Che differenze ha trovato tra l’Italia e la Francia in termini di produzione?
Prima di questo film, l’anno prima, avevo recitato in una serie in Francia su Brigitte Bardot e diciamo che non ci sono grandi differenze. Così come in Spagna, dove ho fatto Ballo Ballo, nel 2020, un musical dedicato a Raffaella Carrà, anche lì non ho trovato differenze. Al di là delle dimensioni del progetto, ma è quello accade ovunque.
Se in Italia lavori per una grande produzione, in un grande film, in una grande serie, vivi la quotidianità del set al meglio. Ti vengono dati gli strumenti per lavorare al meglio, per fare grandi cose, per provare, per improvvisare. La serie che ho fatto in Francia era più televisiva, infatti è uscita su France 2, mentre il film è più autoriale.
In quest’ultimo c’è stato un rapporto diverso soprattutto con la regista, un rapporto che è diventato personale, quasi viscerale. Poi, intendiamoci, ho lavorato con un candidato all’Oscar come Matt Dillon, con Anamaria Vartolomei che ha vinto già il César come miglior promessa del cinema francese e con Jessica Palud che ha vinto un premio a Venezia, il che ha reso il set qualcosa di unico.
Perché ha deciso professionalmente di emigrare?
Ho solo deciso di ampliare un po’ le possibilità. Avere l’opportunità di lavorare in Francia, in Spagna, in America è stimolante e permette di avere un ventaglio più ampio di scelte, no? Poi ho girato un po’ il mondo, perché ho fatto degli studi a Parigi, alla Jacques Lecoq, a Londra, alla Royal Academy, e l’idea di spostarmi mi ha sempre affascinato.

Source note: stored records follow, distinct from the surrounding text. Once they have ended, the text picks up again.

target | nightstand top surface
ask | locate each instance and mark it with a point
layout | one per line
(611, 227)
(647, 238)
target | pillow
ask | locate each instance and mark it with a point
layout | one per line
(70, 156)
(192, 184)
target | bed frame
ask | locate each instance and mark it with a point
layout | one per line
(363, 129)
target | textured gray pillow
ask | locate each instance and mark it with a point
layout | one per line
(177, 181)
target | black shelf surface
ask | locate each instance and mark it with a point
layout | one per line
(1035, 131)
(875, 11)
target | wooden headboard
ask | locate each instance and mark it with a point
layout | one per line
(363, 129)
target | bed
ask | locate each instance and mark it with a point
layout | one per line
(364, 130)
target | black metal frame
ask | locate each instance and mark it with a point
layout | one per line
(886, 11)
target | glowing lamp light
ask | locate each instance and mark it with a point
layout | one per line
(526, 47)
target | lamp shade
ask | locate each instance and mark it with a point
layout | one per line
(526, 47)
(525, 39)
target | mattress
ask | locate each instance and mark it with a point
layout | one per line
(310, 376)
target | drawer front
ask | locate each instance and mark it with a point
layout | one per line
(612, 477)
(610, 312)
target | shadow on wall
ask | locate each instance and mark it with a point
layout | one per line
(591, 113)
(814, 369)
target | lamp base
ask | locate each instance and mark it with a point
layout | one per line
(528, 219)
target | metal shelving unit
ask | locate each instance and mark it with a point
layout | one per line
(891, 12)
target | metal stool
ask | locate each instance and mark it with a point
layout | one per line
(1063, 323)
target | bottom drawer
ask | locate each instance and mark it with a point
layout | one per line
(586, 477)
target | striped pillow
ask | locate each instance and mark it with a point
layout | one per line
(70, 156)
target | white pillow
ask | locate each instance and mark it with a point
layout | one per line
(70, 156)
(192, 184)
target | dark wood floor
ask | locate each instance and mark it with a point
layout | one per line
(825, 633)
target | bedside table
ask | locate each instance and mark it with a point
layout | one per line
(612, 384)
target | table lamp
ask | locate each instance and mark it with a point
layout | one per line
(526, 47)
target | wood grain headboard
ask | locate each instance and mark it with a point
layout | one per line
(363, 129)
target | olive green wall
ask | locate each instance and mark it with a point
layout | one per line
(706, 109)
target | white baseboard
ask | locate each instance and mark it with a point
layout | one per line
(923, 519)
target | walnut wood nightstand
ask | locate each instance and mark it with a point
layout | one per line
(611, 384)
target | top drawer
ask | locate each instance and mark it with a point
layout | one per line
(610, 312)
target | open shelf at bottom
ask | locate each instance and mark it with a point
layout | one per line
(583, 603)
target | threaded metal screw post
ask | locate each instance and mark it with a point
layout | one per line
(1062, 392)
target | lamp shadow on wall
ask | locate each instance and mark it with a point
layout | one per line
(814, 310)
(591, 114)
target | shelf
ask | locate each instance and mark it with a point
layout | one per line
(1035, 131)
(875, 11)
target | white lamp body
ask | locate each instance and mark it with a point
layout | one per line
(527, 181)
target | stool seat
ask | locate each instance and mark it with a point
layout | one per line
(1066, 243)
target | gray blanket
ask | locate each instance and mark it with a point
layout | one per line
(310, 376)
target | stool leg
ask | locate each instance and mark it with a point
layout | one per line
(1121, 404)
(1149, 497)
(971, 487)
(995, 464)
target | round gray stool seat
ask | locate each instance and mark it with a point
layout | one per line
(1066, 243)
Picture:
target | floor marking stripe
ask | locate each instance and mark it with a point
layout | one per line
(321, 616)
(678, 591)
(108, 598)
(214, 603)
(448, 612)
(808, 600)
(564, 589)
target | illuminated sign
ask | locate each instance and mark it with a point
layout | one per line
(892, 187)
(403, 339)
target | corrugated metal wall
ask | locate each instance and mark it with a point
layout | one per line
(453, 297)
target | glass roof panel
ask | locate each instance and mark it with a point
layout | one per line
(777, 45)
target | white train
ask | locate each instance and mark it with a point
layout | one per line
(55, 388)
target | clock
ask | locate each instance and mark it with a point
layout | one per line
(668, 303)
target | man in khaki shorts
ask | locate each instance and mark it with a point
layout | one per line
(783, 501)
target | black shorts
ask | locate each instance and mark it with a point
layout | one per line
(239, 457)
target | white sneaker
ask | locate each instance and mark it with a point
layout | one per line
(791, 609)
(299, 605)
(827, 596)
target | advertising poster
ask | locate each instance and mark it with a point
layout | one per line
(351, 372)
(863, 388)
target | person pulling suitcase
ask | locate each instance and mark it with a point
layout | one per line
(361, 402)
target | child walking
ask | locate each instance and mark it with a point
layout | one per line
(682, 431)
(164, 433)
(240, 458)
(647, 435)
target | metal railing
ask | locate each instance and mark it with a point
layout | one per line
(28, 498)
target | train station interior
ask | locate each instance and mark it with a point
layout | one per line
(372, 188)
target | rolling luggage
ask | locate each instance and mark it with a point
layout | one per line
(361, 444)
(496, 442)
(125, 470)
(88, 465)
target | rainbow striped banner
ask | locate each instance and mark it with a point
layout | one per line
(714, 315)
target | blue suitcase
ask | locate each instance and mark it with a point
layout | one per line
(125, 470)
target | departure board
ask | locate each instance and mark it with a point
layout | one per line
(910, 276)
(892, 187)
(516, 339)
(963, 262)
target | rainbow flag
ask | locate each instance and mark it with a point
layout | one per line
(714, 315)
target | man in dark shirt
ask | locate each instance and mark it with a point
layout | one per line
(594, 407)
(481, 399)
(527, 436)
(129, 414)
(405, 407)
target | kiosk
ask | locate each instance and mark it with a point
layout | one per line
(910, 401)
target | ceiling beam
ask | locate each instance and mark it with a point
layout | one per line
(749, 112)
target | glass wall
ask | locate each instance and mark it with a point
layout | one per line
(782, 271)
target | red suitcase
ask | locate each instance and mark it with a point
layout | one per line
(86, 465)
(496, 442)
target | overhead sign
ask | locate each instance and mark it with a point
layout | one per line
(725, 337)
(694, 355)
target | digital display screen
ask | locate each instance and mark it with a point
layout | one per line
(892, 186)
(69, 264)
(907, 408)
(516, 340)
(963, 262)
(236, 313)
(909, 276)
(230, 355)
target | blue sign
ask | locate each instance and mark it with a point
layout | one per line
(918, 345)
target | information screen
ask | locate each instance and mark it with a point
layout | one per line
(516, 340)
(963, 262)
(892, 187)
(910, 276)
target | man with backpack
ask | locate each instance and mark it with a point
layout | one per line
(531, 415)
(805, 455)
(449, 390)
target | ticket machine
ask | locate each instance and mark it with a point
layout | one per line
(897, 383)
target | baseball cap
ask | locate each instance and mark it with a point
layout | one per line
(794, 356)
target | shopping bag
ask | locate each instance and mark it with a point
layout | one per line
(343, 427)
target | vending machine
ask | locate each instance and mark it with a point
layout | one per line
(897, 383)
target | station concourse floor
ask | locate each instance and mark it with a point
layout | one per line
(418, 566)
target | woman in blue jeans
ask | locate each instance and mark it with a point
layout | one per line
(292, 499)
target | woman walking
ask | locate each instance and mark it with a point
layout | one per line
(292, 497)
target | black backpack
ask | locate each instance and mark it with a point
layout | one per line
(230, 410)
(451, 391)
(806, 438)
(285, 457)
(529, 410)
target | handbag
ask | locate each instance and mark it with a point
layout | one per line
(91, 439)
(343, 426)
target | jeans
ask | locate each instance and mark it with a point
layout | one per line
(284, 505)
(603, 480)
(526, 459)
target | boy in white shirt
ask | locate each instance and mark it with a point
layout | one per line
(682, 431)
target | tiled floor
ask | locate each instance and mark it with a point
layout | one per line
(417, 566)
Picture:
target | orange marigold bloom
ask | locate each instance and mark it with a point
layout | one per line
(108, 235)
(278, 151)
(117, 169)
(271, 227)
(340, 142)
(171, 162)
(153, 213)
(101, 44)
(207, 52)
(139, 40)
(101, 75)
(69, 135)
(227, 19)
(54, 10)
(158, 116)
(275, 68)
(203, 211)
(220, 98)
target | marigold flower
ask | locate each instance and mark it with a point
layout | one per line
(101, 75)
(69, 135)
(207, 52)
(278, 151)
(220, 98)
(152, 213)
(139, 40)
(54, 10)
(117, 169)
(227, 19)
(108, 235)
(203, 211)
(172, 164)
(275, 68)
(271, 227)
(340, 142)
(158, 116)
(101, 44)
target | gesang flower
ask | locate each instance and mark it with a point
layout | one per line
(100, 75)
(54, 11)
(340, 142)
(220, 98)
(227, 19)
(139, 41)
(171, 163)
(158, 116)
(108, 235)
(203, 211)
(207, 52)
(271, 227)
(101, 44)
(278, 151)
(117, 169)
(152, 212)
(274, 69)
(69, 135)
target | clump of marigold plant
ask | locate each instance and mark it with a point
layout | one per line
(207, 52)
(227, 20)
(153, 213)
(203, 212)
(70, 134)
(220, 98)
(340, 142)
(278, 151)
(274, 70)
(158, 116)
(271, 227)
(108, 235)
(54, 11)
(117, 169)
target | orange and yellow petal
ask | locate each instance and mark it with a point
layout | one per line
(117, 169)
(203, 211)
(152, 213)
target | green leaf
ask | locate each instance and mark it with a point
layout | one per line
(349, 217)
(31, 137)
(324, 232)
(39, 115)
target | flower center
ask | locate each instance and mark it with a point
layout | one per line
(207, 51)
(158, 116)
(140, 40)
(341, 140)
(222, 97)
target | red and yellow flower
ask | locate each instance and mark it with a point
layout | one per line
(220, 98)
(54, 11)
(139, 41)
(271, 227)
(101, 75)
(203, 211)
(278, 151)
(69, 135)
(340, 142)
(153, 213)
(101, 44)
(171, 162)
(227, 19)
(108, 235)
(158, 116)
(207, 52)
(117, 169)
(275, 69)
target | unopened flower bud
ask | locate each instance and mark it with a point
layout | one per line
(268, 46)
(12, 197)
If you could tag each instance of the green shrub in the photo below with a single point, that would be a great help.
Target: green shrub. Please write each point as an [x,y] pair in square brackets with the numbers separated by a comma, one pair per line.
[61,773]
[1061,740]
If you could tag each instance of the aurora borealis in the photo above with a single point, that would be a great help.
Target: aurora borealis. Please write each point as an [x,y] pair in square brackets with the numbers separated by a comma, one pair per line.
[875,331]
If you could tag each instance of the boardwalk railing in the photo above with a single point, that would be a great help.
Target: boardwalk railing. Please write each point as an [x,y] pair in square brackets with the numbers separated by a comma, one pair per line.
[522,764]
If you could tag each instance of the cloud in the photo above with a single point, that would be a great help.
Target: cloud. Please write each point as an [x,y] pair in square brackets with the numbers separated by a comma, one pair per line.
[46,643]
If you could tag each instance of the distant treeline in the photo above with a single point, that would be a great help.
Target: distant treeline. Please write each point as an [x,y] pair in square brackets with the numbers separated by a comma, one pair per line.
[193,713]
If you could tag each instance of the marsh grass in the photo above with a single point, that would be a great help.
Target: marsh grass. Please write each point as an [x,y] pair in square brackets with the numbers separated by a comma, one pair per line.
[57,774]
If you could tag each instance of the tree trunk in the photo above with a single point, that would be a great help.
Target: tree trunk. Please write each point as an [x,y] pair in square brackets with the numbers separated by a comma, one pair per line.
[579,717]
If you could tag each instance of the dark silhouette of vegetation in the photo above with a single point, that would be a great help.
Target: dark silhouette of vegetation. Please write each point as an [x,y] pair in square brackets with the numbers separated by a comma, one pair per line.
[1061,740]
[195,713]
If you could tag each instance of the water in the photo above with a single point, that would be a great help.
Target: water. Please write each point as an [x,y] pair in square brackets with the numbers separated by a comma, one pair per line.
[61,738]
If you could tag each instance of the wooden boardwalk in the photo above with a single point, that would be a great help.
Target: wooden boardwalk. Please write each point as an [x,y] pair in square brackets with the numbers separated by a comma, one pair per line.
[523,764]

Alla fine, il lavoro dell’attore ti permette di evolverti giorno dopo giorno, e più ti sposti, più vedi, più osservi, più apprendi, più cogli, più cresci professionalmente e come persona.
Dove vive adesso?
A Roma. Sicuramente queste esperienze sono state importanti, però è innegabile che la mia carriera sia soprattutto italiana.
A proposito di carriera, la sua attraversa un po’ tutti i generi. Alto, basso, melò, film di denuncia: inizia con Amore 14 di Federico Moccia però poi interpreta Giusva Fioravanti nel film Bologna due agosto: I giorni della collera. Non vuole essere etichettato?
È una cosa voluta, che inseguo e che non mi è riuscita sempre nel miglior modo. Non parto con l’idea di avere un talento straordinario, magari le mie qualità migliori sono state la perseveranza e la voglia di riuscire. Ci sono ragazzi molto giovani che puoi mettere su un set, e sono già straordinari: ecco, questo non era il mio caso.
Ho iniziato a lavorare senza aver frequentato una scuola; per questo, se riguardo quello che ho fatto, un po’ mi vengono i brividi. Da un altro punto di vista, però, mi dà molta forza, perché sono molto autocritico con me stesso.
Partire da dove sono partito io, con le capacità scarse che avevo, e comunque riuscire a seguire un percorso internazionale, cosa che sto facendo, è un motivo di grande soddisfazione. È frutto di tanti sacrifici, di una perseveranza, di tanto impegno, di un’infinità di no.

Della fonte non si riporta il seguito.